In the previous article System Design Concepts: Rate Limiting we saw how rate limiting could be implemented using different algorithms to limit the number of requests received by a single-server system.

In the case of multiple servers when they are distributed across different regions around the world, implementing a rate limiter for each of the servers would cause two main problems:

Inconsistency
Race Conditions

In this article, we will explore these two main problems and how we could implement a better strategy for remediating these problems for a distributed system.

Inconsistency

By definition, inconsistency in a computing system occurs when a set of instructions, rules, or processes do not agree with each other when presented with a final result of several iterations. Inconsistency could be defined in different ways for different areas of computer science.

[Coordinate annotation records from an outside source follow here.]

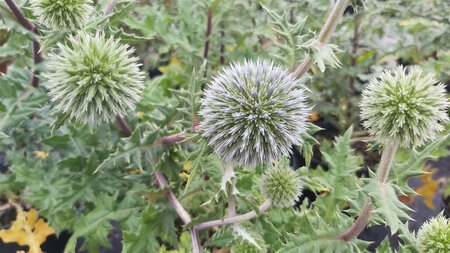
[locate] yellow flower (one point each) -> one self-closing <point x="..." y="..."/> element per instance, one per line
<point x="41" y="154"/>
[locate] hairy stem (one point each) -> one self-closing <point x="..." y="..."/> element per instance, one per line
<point x="387" y="159"/>
<point x="235" y="219"/>
<point x="109" y="7"/>
<point x="207" y="38"/>
<point x="231" y="195"/>
<point x="196" y="243"/>
<point x="37" y="56"/>
<point x="324" y="35"/>
<point x="173" y="201"/>
<point x="124" y="126"/>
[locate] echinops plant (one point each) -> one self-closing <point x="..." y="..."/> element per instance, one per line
<point x="434" y="235"/>
<point x="65" y="15"/>
<point x="405" y="104"/>
<point x="253" y="112"/>
<point x="281" y="185"/>
<point x="206" y="126"/>
<point x="94" y="78"/>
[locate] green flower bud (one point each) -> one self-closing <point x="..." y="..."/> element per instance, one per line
<point x="93" y="79"/>
<point x="253" y="112"/>
<point x="404" y="105"/>
<point x="244" y="246"/>
<point x="60" y="15"/>
<point x="281" y="185"/>
<point x="434" y="236"/>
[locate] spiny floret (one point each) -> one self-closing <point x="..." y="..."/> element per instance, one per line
<point x="281" y="185"/>
<point x="94" y="78"/>
<point x="434" y="236"/>
<point x="62" y="14"/>
<point x="253" y="112"/>
<point x="404" y="105"/>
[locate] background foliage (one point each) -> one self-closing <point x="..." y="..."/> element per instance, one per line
<point x="81" y="179"/>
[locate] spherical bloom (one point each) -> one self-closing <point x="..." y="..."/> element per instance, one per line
<point x="253" y="112"/>
<point x="281" y="185"/>
<point x="93" y="78"/>
<point x="244" y="246"/>
<point x="62" y="14"/>
<point x="434" y="236"/>
<point x="404" y="105"/>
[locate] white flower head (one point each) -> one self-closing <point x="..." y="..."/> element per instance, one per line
<point x="434" y="235"/>
<point x="253" y="112"/>
<point x="63" y="15"/>
<point x="281" y="185"/>
<point x="405" y="105"/>
<point x="93" y="78"/>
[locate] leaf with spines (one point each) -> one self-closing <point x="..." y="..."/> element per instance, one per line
<point x="388" y="208"/>
<point x="138" y="149"/>
<point x="289" y="32"/>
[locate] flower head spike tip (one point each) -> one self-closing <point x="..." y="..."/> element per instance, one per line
<point x="434" y="235"/>
<point x="281" y="185"/>
<point x="59" y="15"/>
<point x="405" y="105"/>
<point x="253" y="112"/>
<point x="94" y="78"/>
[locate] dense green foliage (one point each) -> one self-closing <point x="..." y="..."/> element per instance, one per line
<point x="81" y="178"/>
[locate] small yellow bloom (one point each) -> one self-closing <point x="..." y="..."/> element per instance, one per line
<point x="41" y="154"/>
<point x="140" y="114"/>
<point x="187" y="165"/>
<point x="136" y="171"/>
<point x="314" y="116"/>
<point x="184" y="175"/>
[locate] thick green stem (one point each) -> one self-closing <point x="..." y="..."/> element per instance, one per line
<point x="387" y="159"/>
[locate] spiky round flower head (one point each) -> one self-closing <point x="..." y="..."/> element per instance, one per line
<point x="253" y="112"/>
<point x="244" y="246"/>
<point x="281" y="185"/>
<point x="94" y="78"/>
<point x="434" y="236"/>
<point x="404" y="105"/>
<point x="62" y="14"/>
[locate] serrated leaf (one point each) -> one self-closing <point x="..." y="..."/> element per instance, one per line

Inconsistency in a rate limiter is a problem that arises when a large number of incessant requests from the client-side are received by the server-side in a small time frame. Even with the algorithms that we mentioned in System Design Concepts: Rate Limiting, if the server-side were to receive multiple requests from multiple clients, the rate limiters present on the server side would still exceed its throttled limits.

Race Conditions

By definition, race conditions in a computing system occur when the system tries to process two or more operations in one clock cycle, which actually must be done sequentially.

Race conditions in a rate limiter are a problem that arises when multiple requests from the client side try to access the rate limiter on the server side and increment its count. Typically incrementing of the counter present on the rate limiter happens two-step process, which actually must be done sequentially.

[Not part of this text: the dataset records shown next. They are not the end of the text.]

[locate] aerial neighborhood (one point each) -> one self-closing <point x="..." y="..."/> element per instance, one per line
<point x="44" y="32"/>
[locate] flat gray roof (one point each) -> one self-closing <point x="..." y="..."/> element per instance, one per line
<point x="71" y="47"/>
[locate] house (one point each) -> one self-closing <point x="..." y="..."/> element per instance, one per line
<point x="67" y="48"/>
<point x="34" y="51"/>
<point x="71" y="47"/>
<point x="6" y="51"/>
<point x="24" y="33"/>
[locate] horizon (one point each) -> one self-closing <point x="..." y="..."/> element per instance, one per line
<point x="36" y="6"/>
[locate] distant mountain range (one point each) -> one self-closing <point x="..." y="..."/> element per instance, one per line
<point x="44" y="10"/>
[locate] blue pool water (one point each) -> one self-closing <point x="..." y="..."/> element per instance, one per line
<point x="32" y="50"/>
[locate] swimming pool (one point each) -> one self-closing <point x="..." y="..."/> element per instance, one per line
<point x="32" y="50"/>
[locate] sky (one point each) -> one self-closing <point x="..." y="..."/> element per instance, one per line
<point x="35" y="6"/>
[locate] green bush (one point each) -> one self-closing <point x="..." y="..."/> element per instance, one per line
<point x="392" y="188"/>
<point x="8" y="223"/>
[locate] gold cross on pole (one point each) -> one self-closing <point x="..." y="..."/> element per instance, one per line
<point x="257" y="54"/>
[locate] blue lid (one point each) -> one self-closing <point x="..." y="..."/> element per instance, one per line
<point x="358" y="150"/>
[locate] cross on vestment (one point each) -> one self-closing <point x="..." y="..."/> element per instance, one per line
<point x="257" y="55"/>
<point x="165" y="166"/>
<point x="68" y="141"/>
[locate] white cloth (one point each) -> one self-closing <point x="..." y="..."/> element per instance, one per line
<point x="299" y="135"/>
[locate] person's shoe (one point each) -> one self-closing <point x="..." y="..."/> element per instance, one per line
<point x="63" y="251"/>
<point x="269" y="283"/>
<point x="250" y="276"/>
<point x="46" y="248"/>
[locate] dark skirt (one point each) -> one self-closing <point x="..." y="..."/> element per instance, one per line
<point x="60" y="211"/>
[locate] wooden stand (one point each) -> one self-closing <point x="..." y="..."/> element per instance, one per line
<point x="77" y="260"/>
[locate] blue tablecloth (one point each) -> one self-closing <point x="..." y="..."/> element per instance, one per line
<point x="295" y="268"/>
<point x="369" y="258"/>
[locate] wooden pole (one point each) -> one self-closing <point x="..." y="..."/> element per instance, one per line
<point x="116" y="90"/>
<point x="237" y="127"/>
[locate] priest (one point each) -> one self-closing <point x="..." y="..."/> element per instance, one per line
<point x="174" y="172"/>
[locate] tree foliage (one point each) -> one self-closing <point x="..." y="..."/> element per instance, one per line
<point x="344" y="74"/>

First, the request reads the current counter value. Second, it increments the counter value and then writes it to the counter of the rate limiter.

Between the read and write operations for a single request, multiple simultaneous write operations would cause incorrect read operations for other incoming requests.

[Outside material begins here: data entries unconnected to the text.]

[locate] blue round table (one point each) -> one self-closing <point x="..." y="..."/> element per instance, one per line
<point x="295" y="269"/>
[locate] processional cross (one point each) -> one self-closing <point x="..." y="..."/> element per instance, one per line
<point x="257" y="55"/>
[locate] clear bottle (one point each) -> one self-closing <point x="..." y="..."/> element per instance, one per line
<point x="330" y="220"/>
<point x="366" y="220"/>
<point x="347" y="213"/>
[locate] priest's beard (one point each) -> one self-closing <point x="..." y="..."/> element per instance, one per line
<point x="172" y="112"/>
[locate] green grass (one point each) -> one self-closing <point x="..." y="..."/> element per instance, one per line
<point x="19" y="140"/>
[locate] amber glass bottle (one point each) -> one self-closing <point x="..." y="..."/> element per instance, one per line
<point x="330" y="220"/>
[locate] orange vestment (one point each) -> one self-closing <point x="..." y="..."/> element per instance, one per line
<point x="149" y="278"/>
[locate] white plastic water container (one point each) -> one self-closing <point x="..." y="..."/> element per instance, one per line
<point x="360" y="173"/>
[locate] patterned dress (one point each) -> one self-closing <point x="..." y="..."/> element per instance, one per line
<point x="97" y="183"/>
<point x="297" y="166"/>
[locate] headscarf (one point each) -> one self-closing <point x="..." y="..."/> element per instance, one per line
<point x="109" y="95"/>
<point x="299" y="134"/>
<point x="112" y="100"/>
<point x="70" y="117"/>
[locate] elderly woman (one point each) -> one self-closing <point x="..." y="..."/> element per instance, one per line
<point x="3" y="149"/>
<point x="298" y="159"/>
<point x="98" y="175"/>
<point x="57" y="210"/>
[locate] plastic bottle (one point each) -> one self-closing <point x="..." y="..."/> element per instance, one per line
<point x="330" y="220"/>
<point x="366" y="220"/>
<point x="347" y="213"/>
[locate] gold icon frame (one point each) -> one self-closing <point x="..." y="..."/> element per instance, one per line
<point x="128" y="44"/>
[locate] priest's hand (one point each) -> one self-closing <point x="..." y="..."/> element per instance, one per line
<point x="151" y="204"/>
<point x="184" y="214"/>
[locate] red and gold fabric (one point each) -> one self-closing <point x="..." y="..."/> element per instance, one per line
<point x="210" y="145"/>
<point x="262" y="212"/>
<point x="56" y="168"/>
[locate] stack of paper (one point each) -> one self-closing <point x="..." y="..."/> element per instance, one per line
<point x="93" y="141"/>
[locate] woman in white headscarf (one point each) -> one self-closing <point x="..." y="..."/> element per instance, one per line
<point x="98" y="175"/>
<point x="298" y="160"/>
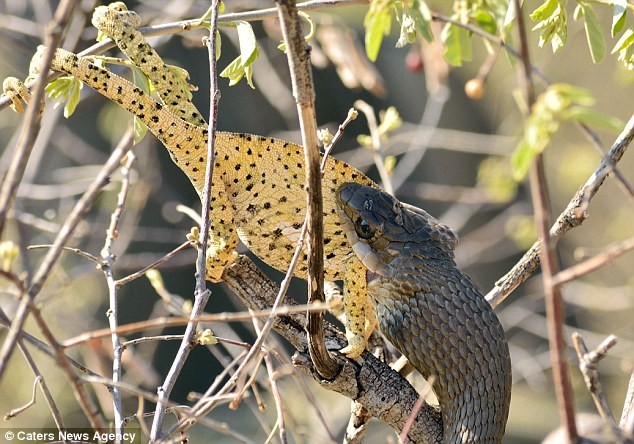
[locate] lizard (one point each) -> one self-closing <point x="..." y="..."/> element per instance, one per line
<point x="429" y="310"/>
<point x="257" y="181"/>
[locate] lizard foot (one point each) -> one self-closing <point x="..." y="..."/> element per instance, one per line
<point x="356" y="346"/>
<point x="216" y="262"/>
<point x="17" y="92"/>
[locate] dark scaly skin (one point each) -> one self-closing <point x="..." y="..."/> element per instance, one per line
<point x="429" y="310"/>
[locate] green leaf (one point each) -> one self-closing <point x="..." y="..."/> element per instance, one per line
<point x="248" y="43"/>
<point x="485" y="20"/>
<point x="591" y="116"/>
<point x="522" y="159"/>
<point x="452" y="51"/>
<point x="558" y="104"/>
<point x="415" y="20"/>
<point x="618" y="16"/>
<point x="596" y="41"/>
<point x="242" y="66"/>
<point x="65" y="90"/>
<point x="236" y="70"/>
<point x="552" y="23"/>
<point x="626" y="40"/>
<point x="377" y="25"/>
<point x="625" y="48"/>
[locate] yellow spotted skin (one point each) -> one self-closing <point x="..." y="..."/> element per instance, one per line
<point x="258" y="182"/>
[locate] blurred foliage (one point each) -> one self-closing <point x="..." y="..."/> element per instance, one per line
<point x="477" y="196"/>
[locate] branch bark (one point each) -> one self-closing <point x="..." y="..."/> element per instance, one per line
<point x="382" y="391"/>
<point x="298" y="56"/>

Distributed in-memory rate limiters

Rate limiters that we have seen so far are all present on the server-side. Can we think of a way to distribute it across the different clients such that the overall global rate is still controlled by the server?

Yes, we can!

This is where we introduce distributed in-memory rate limiters. The idea here is to take the total rate limit of the rate limiter on the server side and distribute the limit equally across all the client nodes. This way all the client nodes would exercise control under their own partial limit on the outgoing requests. The total sum of the partial limits of each client would be equal to the total limit.

A system diagram for an in-memory distributed rate limiter would like as follows:

However, in real life, distributed systems are never permanently designed with a fixed number of nodes nor are they redundant fault tolerant. In the event of a failure on one of the client nodes or if the system were to be scaled by adding additional nodes, the partial limits have to be redistributed after failure or a scaling event.

To take care of this issue we will introduce another entity into the system known as a configuration server. A configuration server sits across from the client nodes acting as an entity that governs the rate-limiting distribution between the client nodes. It provides a total rate limit to each server-side system and a global rate limit that could be managed by the operator without a system restart.

Conclusion

In this article we explored how rate limiting could be implemented in a distributed system, expanding from a single-server server system. We saw that rate limiting algorithms wouldn’t suffice to control the rate limits across different client nodes and that it will lead to problems like Inconsistency and Race Conditions. To mitigate these we saw an approach to implementing the total rate limits across the different clients by distributing it partially across different nodes.

Finally, to avoid discrepancies in the distribution of the limits across different nodes in the event of a failure or scaling operation, we introduced a configuration server that handles the total rate limit and the number of client nodes in the system.